As Ottawa undertakes new initiatives to improve bike paths and lanes in the city, Internet juggernaut Google is helping make the routes easier to navigate.
The company recently launched a new feature from Google Maps that allows users to map bike routes by entering a place of origin and destination. Users are offered different routes that are most convenient for cyclists, including roads with bike lanes or bike paths.
The new feature was announced in Ottawa at the Sustainable Mobility Conference in November. The launch occurred in seven cities across Canada, including Calgary, Winnipeg, Vancouver and Toronto.
Dave Woodbridge, publisher of the website OutdoorOttawa, says this is a step in the right direction for getting more Ottawa residents on their bikes.
“If you know that you could hop on your bike and anywhere you are, you can punch in your route and Google will give you a nice car-free, traffic-free route, it might encourage you to get on your bike,” says Woodbridge.
Woodbridge says the feature is beneficial for recreational cyclists who may be encouraged to bike more often if they could avoid busy roads or those without bike lanes.
NCC spokesperson Jasmine Leduc says the federal agency for the capital and the cities of Ottawa and Gatineau have all worked together to improve the region’s bike routes and agrees that the Google feature will encourage people to use them.
“The new feature provides a route that is optimal for cycling and it enables the user to take advantage of all the recreation pathways, bike lanes and the bike-friendly streets,” says Leduc.
Mona Abouhenidy, the City of Ottawa’s program manager for transportation planning, says 150 kilometres of bike lanes and multi-use paths will be created in the city by the end of this year.
Other cycling initiatives include the recently approved pilot project to create a segregated bike lane along Laurier Avenue.
More projects to improving cycling routes are being planned, and as the city adds more bike lanes, Google will update the map information.

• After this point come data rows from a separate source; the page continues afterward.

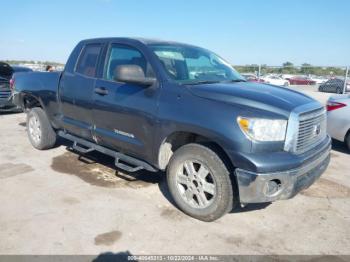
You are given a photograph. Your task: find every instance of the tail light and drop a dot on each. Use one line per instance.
(334, 105)
(12, 83)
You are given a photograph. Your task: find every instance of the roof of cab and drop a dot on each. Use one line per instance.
(146, 41)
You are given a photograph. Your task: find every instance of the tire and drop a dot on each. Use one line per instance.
(39, 130)
(215, 188)
(347, 140)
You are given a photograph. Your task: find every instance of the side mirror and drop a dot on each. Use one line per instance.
(132, 74)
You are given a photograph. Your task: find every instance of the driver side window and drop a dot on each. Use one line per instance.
(125, 55)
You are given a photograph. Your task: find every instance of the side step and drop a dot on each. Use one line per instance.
(127, 163)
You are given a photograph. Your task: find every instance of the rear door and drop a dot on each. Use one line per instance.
(76, 90)
(125, 113)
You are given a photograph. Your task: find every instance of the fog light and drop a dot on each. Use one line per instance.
(272, 187)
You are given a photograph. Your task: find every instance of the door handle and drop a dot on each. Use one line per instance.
(101, 91)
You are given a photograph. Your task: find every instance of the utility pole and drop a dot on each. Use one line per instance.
(345, 79)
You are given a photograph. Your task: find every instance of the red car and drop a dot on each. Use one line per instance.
(301, 80)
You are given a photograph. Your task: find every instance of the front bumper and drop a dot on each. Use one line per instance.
(267, 187)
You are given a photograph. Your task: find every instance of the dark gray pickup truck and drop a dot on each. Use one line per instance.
(158, 105)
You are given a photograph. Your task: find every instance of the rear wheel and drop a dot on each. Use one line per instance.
(200, 183)
(39, 130)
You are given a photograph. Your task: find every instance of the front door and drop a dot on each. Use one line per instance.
(76, 91)
(125, 113)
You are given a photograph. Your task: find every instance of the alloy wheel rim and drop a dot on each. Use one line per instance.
(196, 184)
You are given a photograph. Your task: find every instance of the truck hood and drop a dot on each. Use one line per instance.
(261, 96)
(5, 70)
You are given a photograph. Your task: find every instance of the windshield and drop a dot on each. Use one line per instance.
(192, 65)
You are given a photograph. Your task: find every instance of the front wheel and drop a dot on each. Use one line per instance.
(40, 132)
(200, 183)
(347, 140)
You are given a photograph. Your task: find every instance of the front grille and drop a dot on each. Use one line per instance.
(312, 129)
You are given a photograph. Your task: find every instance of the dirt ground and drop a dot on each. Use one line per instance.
(57, 202)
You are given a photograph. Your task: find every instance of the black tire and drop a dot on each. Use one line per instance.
(47, 137)
(224, 198)
(347, 140)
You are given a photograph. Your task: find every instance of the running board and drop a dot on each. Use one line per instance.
(127, 163)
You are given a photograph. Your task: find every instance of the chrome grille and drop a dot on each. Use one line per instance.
(312, 129)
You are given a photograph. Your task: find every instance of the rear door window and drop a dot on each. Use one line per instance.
(120, 54)
(87, 63)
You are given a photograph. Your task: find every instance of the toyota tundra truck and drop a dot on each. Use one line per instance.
(158, 105)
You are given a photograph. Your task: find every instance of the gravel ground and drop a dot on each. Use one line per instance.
(56, 202)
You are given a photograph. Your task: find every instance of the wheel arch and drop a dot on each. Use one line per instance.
(176, 139)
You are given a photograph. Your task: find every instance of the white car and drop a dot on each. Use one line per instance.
(275, 80)
(318, 79)
(338, 118)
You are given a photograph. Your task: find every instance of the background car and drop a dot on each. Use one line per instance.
(6, 72)
(319, 79)
(252, 78)
(338, 119)
(301, 80)
(275, 80)
(335, 85)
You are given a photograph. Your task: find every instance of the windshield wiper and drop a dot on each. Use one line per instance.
(203, 82)
(236, 80)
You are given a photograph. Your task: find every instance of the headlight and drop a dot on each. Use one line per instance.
(260, 129)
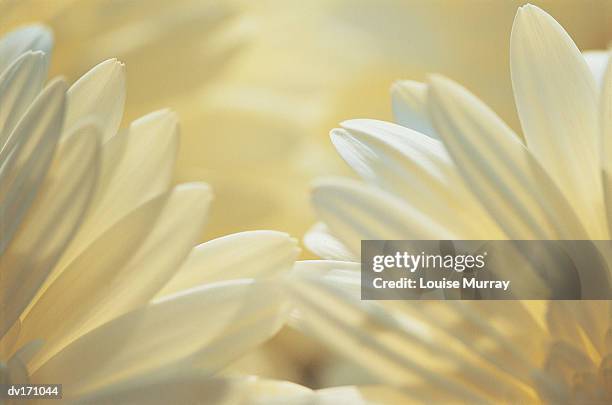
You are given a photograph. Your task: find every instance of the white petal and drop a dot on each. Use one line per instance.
(598, 62)
(498, 168)
(194, 387)
(27, 154)
(321, 242)
(121, 270)
(99, 93)
(354, 212)
(396, 351)
(254, 254)
(557, 101)
(137, 166)
(417, 169)
(19, 41)
(205, 328)
(409, 100)
(606, 141)
(50, 223)
(19, 85)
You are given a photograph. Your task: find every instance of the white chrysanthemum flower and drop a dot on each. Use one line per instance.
(454, 170)
(101, 285)
(464, 174)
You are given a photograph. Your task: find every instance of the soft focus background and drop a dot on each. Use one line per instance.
(259, 84)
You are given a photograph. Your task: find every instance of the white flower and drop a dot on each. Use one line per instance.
(101, 284)
(467, 175)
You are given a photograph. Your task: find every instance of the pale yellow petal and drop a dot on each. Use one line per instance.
(409, 101)
(598, 63)
(27, 154)
(19, 85)
(206, 327)
(499, 169)
(417, 169)
(253, 254)
(354, 212)
(557, 100)
(321, 242)
(121, 270)
(99, 93)
(606, 142)
(50, 223)
(24, 39)
(137, 166)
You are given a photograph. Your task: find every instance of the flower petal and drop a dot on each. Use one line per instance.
(124, 268)
(606, 141)
(24, 39)
(417, 169)
(321, 242)
(208, 327)
(19, 85)
(500, 170)
(557, 101)
(598, 62)
(354, 212)
(27, 154)
(137, 166)
(99, 93)
(196, 387)
(50, 223)
(409, 100)
(400, 351)
(254, 254)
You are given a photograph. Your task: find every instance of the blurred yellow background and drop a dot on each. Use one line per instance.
(259, 84)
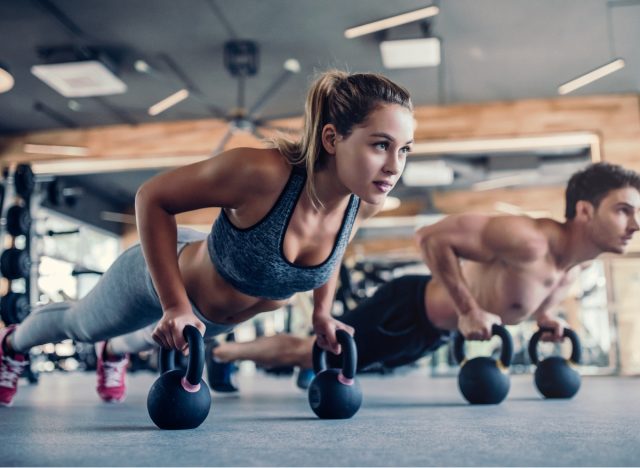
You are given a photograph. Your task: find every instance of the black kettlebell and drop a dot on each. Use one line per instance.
(555, 376)
(336, 393)
(179, 399)
(483, 380)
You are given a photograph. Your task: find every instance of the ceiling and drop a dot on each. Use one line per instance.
(492, 50)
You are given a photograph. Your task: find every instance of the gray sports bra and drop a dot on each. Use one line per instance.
(252, 259)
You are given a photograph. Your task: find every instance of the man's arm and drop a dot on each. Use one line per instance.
(483, 239)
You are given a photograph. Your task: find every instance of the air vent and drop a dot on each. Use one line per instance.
(80, 79)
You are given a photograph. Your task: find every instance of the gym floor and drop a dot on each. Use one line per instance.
(406, 419)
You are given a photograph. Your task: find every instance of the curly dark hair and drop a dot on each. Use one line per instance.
(594, 182)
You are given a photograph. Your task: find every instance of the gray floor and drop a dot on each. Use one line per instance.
(405, 420)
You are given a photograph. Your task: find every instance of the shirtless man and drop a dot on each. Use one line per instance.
(512, 268)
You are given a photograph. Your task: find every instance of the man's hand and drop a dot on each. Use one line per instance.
(556, 324)
(477, 323)
(168, 332)
(325, 328)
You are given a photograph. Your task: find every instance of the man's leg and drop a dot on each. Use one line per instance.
(268, 351)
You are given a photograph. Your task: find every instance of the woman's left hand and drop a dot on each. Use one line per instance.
(325, 329)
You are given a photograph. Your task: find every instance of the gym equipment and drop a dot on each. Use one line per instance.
(219, 373)
(336, 393)
(177, 399)
(555, 376)
(24, 181)
(58, 194)
(18, 220)
(305, 376)
(14, 307)
(15, 263)
(483, 380)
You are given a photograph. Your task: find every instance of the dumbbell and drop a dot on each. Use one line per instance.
(483, 380)
(14, 307)
(336, 393)
(18, 220)
(24, 181)
(555, 376)
(15, 263)
(179, 399)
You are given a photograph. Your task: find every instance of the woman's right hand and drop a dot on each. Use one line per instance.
(168, 332)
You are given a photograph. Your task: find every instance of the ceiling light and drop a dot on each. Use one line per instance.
(292, 65)
(168, 102)
(56, 149)
(411, 53)
(391, 22)
(86, 78)
(427, 174)
(592, 76)
(503, 182)
(475, 145)
(6, 80)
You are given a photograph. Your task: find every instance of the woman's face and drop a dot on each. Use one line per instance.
(371, 159)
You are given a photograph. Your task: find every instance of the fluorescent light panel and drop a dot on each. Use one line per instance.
(427, 174)
(168, 102)
(56, 149)
(592, 76)
(93, 165)
(6, 80)
(562, 140)
(411, 53)
(392, 22)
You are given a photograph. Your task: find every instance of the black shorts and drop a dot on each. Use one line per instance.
(391, 327)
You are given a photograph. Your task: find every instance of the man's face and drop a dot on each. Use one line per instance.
(615, 220)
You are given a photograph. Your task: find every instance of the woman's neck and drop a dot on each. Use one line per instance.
(330, 191)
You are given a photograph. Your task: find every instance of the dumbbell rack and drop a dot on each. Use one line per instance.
(15, 262)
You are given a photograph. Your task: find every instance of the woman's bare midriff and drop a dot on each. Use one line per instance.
(216, 299)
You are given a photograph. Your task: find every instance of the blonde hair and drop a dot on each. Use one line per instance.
(341, 99)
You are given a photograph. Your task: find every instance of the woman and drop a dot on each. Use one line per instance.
(287, 214)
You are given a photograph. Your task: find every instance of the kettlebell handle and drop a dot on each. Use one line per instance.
(506, 352)
(349, 355)
(576, 352)
(195, 366)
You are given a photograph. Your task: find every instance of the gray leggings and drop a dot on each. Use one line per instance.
(123, 307)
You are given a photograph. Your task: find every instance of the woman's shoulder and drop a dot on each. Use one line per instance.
(265, 169)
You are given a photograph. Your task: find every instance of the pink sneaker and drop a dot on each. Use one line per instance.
(111, 371)
(11, 367)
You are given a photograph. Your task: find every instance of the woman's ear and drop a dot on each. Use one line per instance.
(329, 138)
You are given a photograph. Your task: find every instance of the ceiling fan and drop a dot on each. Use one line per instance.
(241, 59)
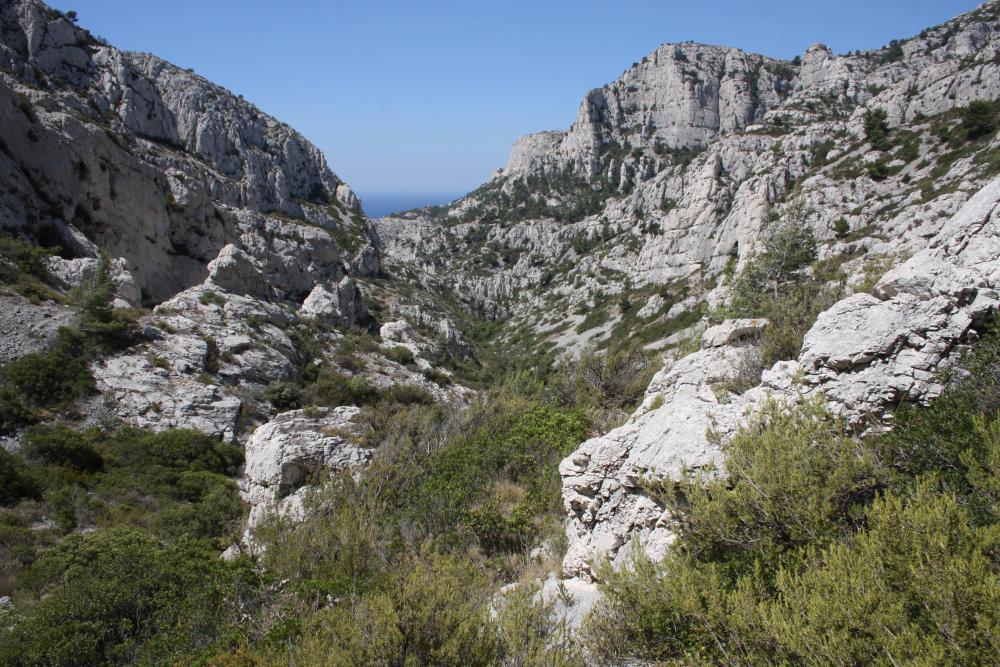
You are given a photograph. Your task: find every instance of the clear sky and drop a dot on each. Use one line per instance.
(428, 95)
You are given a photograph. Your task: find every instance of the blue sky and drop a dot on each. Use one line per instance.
(427, 96)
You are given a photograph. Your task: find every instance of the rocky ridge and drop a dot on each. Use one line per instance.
(863, 358)
(620, 231)
(251, 255)
(686, 187)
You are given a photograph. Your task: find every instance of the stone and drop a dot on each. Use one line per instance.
(652, 307)
(340, 305)
(864, 356)
(284, 455)
(733, 331)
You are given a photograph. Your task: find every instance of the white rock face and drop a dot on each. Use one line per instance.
(601, 480)
(732, 331)
(286, 455)
(78, 272)
(652, 306)
(147, 160)
(340, 305)
(685, 220)
(865, 355)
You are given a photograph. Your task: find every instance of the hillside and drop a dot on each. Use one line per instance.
(708, 378)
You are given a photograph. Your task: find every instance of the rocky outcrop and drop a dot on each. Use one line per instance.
(686, 185)
(681, 96)
(151, 162)
(288, 455)
(340, 305)
(864, 356)
(26, 328)
(603, 492)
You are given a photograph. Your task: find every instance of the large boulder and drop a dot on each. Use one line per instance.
(864, 356)
(285, 457)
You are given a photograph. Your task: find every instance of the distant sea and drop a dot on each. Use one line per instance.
(381, 204)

Abouhenidy says the goal of Google bike maps is to encourage more people to become comfortable with cycling in the city and knowing appropriate routes.
“The people who are confident in traffic are already on the roads. We are trying to attract people who feel less confident cycling in traffic, by going to Google Maps and looking at the options,” says Abouhenidy.
Abouhenidy said not all routes follow paths or bike lanes, but notes that Google clearly indicates when a cyclist must take a street without bike lanes.
She says this allows cyclists to decide on a preferred route, adapted to their cycling abilities and confidence.
“Now they can go and try different options and make a more intelligent and educated decision on which road they can take based on their skill-level,” says Abouhenidy.
Though enthusiastic about the feature, Woodbridge acknowledges some shortcomings of the Google Maps system. When Woodbridge tried mapping a route through Ottawa, he says the site directed him to cycle along the east side of the canal, along a strip that is currently under construction.
To help prevent such glitches, Google encourages users to send in updated information so changes can be made to route recommendations.
Woodbridge says it’s important to take into account that the site can provide incorrect directions and bikers should not feel overconfident.
“There’s already tension between bikers and drivers, and if you’ve got Google Maps backing you up, you might be more emboldened as a biker,” says Woodbridge, explaining that bikers still need to respect car traffic.
Despite potential problems, Woodbridge is optimistic about the future of cycling in Ottawa, pointing to the various cycling initiatives as signs of progress.
“The segregated bike lane and the bike paths on Google maps, these are two huge steps forward for cycling in our town,” says Woodbridge.
“I’m looking forward to see how they play out.”